Herkesin umudunu kestiği bir ülkede kurtuluşa giden yolu açanlardan, kaç kişi olduğuna bakmaksızın en önce doğruya ve haklılığa olan güvenin gücünden, yüzyıllarca cahil bırakılıp sömürülmüş Anadolu halkında yeni bir ülkenin kurtuluşunu gören iyimserlik ve inançtan, yani 30 Ağustos’la nihayete eren o büyük mücadeleden ilham almaya devam ediyoruz.
Cumhuriyet’e giden yolu açan 30 Ağustos zaferinin üzerinden neredeyse bir asır geçti.
Yoksul Anadolu halkı ve onun elde avuçta ne varsa vererek ayağa kaldırdığı ordusu, başta Mustafa Kemal Atatürk olmak üzere kararlı bir önderlik sayesinde topraklarını emperyalist işgalden kurtarmış, köhnemiş Osmanlı’nın küllerinden yeni bir cumhuriyet yaratmayı başarmıştır.

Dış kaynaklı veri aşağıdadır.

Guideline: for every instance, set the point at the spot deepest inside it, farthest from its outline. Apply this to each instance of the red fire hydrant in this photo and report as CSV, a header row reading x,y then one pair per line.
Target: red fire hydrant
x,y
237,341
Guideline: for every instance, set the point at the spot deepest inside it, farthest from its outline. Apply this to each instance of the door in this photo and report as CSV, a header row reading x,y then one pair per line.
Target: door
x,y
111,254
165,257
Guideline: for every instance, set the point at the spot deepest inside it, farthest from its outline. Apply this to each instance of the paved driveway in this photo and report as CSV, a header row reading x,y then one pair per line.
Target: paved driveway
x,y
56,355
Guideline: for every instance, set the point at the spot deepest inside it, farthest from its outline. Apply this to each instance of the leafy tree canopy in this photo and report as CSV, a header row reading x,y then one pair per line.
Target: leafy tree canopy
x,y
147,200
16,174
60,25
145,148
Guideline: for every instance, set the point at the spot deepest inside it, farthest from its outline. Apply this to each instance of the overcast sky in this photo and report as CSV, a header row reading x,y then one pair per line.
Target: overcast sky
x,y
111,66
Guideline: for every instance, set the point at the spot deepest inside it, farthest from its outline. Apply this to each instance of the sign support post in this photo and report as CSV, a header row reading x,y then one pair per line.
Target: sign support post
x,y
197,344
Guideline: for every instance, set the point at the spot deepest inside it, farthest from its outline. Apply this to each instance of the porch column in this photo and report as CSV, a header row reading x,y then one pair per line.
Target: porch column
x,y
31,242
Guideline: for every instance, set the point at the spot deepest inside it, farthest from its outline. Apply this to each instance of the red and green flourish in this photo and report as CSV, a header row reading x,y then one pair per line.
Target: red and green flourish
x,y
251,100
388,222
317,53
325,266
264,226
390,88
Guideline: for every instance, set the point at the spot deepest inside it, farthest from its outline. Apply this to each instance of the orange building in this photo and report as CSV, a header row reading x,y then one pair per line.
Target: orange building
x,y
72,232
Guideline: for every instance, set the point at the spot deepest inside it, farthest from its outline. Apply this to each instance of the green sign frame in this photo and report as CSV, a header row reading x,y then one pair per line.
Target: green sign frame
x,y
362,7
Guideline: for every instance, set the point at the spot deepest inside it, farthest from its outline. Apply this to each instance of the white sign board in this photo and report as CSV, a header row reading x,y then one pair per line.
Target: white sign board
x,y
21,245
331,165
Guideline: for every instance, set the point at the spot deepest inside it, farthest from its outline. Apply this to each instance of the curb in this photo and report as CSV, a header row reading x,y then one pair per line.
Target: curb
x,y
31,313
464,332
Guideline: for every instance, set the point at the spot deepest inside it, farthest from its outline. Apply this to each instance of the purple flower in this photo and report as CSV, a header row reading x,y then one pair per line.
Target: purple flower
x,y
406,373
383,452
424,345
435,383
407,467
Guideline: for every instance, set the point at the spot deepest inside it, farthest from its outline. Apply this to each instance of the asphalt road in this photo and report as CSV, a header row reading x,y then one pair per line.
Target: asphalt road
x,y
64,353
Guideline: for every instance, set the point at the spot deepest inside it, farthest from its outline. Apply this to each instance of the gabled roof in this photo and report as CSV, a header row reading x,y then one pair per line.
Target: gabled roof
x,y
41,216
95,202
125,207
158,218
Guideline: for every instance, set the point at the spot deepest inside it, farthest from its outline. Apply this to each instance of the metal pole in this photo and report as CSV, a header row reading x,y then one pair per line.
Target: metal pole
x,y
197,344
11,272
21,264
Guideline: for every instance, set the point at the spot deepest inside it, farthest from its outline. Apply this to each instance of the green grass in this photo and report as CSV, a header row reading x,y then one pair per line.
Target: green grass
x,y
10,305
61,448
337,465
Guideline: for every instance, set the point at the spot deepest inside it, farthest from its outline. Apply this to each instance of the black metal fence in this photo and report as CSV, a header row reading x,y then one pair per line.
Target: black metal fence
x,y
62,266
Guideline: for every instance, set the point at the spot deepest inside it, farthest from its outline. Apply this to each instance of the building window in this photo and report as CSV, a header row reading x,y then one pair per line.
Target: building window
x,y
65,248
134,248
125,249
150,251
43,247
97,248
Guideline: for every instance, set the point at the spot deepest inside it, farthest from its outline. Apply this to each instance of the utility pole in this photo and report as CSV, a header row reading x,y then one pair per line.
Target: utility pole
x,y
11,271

Anadolu’daki kurtuluş hareketinin kazanımları, emperyalist sistemin ezilen halkları için güçlü bir moral etki yaratmış, emperyalizmin yenilmez olmadığı hissini güçlendirmiştir. Sovyet sosyalizminin emperyalist hegemonların karşısına çıkışının doğrudan katkısıyla gerçekleşen çağdaş Türkiye’nin kuruluşu, emperyalizmin açık barbarlık ve kolonyalizm dönemini eskisi kadar rahat sürdüremeyeceğini ona hissettiren işaretlerden birisi olmuştur. Sovyetler Birliği’nin tartışılmaz etkisiyle bağımsızlıkçı ulusal hareketler moral ve güç kazanırken, genç Türkiye de bu tabloda anlam kazanmıştır.
Biz bir asır sonra;
Herkesin umudunu kestiği bir ülkede kurtuluşa giden yolu açanlardan,
Kaç kişi olduğuna bakmaksızın en önce doğruya ve haklılığa olan güvenin gücünden,
Yüzyıllarca cahil bırakılıp sömürülmüş Anadolu halkında yeni bir ülkenin kurtuluşunu gören iyimserlik ve inançtan,
Yani 30 Ağustos’la nihayete eren o büyük mücadeleden ilham almaya devam ediyoruz.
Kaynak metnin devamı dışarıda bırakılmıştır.